A New Approach to Data Breaches & Holistic Data Protection
Based on the conversations I had with attending security professionals, there seems to be a shift toward an acceptance of inevitable breaches and attacks. While it seems fatalistic, this is a positive position because it ensures a focus on detection and response at speed. In other words, minimise your window of vulnerability, prevent serious data loss, and mitigate the threat to ensure you’ve learnt from it and are now stronger because of it.
This leads customers towards those vendors that are driving integrations and workflows. The need to do it all, do it at scale, and get to ROI quickly also supports the market for platforms that simplify and automate detection and response, effectively reducing your exposure time for those “inevitable breaches.”
Using AI for Good (and How Bad Guys Are Using It for Bad)
There was inevitably much talk about AI. This typically sits in three buckets:
How do I use it to make my security infrastructure more effective?
How does it not become another risk vector for data loss and privacy issues?

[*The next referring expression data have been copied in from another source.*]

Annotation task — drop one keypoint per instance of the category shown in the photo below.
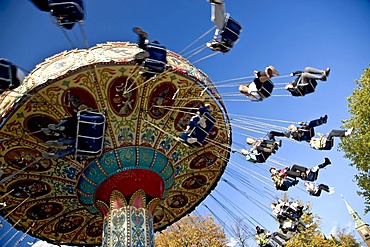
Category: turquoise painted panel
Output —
(94, 174)
(146, 156)
(109, 163)
(168, 184)
(127, 156)
(87, 200)
(168, 172)
(159, 163)
(86, 187)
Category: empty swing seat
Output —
(198, 131)
(305, 89)
(10, 76)
(67, 12)
(231, 31)
(157, 60)
(90, 133)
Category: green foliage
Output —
(313, 237)
(356, 146)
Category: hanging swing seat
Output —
(264, 90)
(157, 60)
(230, 33)
(67, 13)
(197, 134)
(90, 133)
(9, 76)
(302, 90)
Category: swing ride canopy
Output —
(60, 200)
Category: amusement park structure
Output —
(142, 179)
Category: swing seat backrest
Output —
(67, 12)
(306, 89)
(266, 89)
(8, 75)
(312, 176)
(230, 33)
(307, 134)
(157, 60)
(202, 133)
(90, 133)
(329, 144)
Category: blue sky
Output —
(287, 34)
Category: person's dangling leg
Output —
(336, 133)
(271, 135)
(318, 122)
(323, 187)
(305, 79)
(314, 70)
(218, 16)
(280, 235)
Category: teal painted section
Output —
(145, 157)
(109, 163)
(127, 156)
(159, 163)
(94, 174)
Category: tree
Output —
(199, 231)
(356, 146)
(313, 237)
(241, 232)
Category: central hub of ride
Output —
(126, 170)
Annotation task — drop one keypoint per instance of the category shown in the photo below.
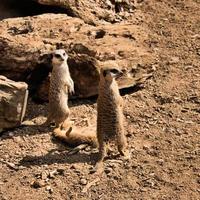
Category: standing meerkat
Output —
(61, 84)
(110, 115)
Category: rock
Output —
(13, 100)
(83, 181)
(38, 184)
(92, 12)
(25, 45)
(49, 189)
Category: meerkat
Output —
(61, 84)
(110, 114)
(75, 136)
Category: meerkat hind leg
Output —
(99, 166)
(122, 147)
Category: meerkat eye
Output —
(57, 55)
(114, 71)
(104, 73)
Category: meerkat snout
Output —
(111, 73)
(59, 56)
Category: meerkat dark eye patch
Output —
(57, 56)
(114, 71)
(104, 73)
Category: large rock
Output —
(93, 12)
(13, 99)
(26, 42)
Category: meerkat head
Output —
(59, 56)
(110, 73)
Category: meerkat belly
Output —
(58, 98)
(109, 118)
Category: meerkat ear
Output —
(51, 55)
(115, 73)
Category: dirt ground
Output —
(162, 125)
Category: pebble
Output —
(38, 184)
(83, 181)
(49, 189)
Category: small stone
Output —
(108, 170)
(49, 189)
(11, 134)
(44, 175)
(52, 174)
(38, 184)
(174, 60)
(18, 139)
(83, 181)
(60, 171)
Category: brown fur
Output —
(76, 136)
(60, 85)
(110, 114)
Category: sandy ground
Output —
(162, 126)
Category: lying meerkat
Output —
(110, 114)
(75, 136)
(61, 84)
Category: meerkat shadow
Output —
(60, 155)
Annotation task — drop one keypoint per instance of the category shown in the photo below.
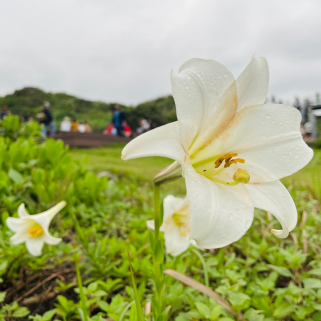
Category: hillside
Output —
(27, 102)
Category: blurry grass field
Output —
(108, 159)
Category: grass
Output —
(108, 159)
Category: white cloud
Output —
(124, 50)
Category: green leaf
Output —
(281, 270)
(283, 310)
(140, 315)
(203, 309)
(253, 315)
(239, 301)
(49, 314)
(2, 296)
(310, 283)
(100, 293)
(103, 305)
(133, 313)
(21, 312)
(15, 176)
(316, 272)
(159, 253)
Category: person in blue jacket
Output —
(119, 118)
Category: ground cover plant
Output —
(261, 278)
(104, 267)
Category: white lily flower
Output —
(34, 229)
(232, 149)
(176, 224)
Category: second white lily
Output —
(232, 149)
(176, 225)
(33, 229)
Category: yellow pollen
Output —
(226, 158)
(241, 176)
(229, 162)
(180, 221)
(36, 231)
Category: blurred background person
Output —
(4, 112)
(118, 118)
(110, 130)
(74, 125)
(81, 127)
(127, 129)
(45, 118)
(145, 125)
(65, 125)
(88, 128)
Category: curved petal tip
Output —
(282, 234)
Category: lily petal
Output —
(19, 237)
(272, 149)
(252, 84)
(197, 89)
(46, 217)
(220, 214)
(49, 239)
(162, 141)
(34, 245)
(174, 204)
(22, 211)
(275, 198)
(17, 224)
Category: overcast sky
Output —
(123, 50)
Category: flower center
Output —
(36, 231)
(181, 221)
(240, 176)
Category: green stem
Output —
(81, 292)
(200, 256)
(158, 256)
(156, 211)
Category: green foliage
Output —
(27, 102)
(261, 276)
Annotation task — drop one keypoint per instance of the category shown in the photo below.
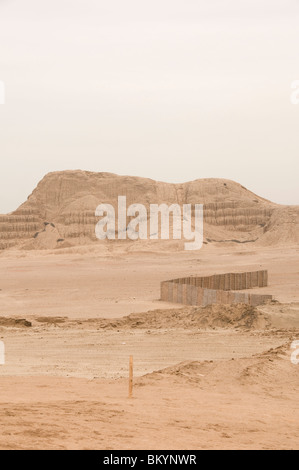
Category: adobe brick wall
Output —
(217, 289)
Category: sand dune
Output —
(61, 211)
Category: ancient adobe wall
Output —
(217, 289)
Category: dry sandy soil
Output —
(218, 377)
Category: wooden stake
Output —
(131, 378)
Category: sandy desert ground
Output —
(218, 377)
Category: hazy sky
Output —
(173, 90)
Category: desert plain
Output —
(214, 377)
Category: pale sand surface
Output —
(65, 385)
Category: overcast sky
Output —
(173, 90)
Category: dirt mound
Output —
(213, 316)
(15, 322)
(67, 200)
(274, 366)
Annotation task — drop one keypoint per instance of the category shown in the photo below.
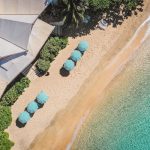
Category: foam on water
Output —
(123, 121)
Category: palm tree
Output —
(73, 11)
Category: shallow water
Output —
(122, 122)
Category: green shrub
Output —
(14, 92)
(5, 143)
(25, 82)
(49, 52)
(59, 42)
(44, 54)
(43, 66)
(5, 117)
(10, 97)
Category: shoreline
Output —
(52, 132)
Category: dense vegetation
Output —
(5, 143)
(73, 12)
(6, 101)
(14, 92)
(5, 117)
(49, 52)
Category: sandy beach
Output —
(72, 96)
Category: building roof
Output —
(21, 37)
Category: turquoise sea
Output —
(122, 121)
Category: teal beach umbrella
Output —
(32, 107)
(68, 65)
(24, 117)
(83, 46)
(42, 97)
(76, 55)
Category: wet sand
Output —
(60, 132)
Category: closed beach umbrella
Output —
(24, 117)
(83, 46)
(76, 55)
(69, 65)
(42, 97)
(32, 107)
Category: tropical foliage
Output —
(49, 52)
(74, 10)
(5, 143)
(5, 117)
(14, 92)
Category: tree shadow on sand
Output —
(114, 16)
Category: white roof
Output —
(24, 7)
(22, 36)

How are the bad guys using it against me?
Most vendors will have “AI functionality,” but there is still some distance to go to determine what that actually means and how it can practically help.
Better to focus on who is helping with the second point and ensuring you are not dropping your intellectual property into the public domain or exposing your personal data. The major buzzword around the last point is obviously deepfakes, with many news stories of how this is the “new social engineering.” The nature of this risk must first be dealt with by education, so once again, security awareness training is becoming a must-have for most organisations.
Supply Chain Attacks: Targeting the Good Stuff
Another major talking point was about supply chain attacks with a focus on compromised legitimate applications. Effectively, bad actors can use valid but vulnerable applications in your environment to gain access and deliver payloads. Making sure your suppliers are all doing the right things with regard to security in software development and services, is critical to avoid becoming another data-compromised news story.
Data Protection Reemerges as a Focus
Interestingly for me, data protection seemed to be back on the agenda. What should be a mature and understood market is still perceived as difficult and often deprioritised.
Organisations that do not have teams of analysts and the resources of large-scale SOC teams often struggle to get value from an investment. My observation is that those organisations that drive critical focus in data protection programs (zeroing in on the biggest risk) will be the most successful. Plus, these organisations do not try to do it themselves but rather leverage expertise from the market in the forms of delivery and managed services, making it a much easier proposition for all.
Lastly, a clear classification program can drive efficacy in your protection tools and ensure your ability to demonstrate value and meet business objectives.
Final Thoughts
In summary, I would definitely say the three days constituted time well spent. My faith in these kinds of events had started to wane, but I believe those customers who attended gained much value from it, as did Fortra and many of the vendors present. There is also always the additional added value of meeting old friends and colleagues and laughing over a beer at how amazing or how terrible it all used to be... But for now, it seems that the security industry will keep pushing on for another year with even more productive insights on how to do so. But I’m sure we’ll talk about that at Infosec 2025.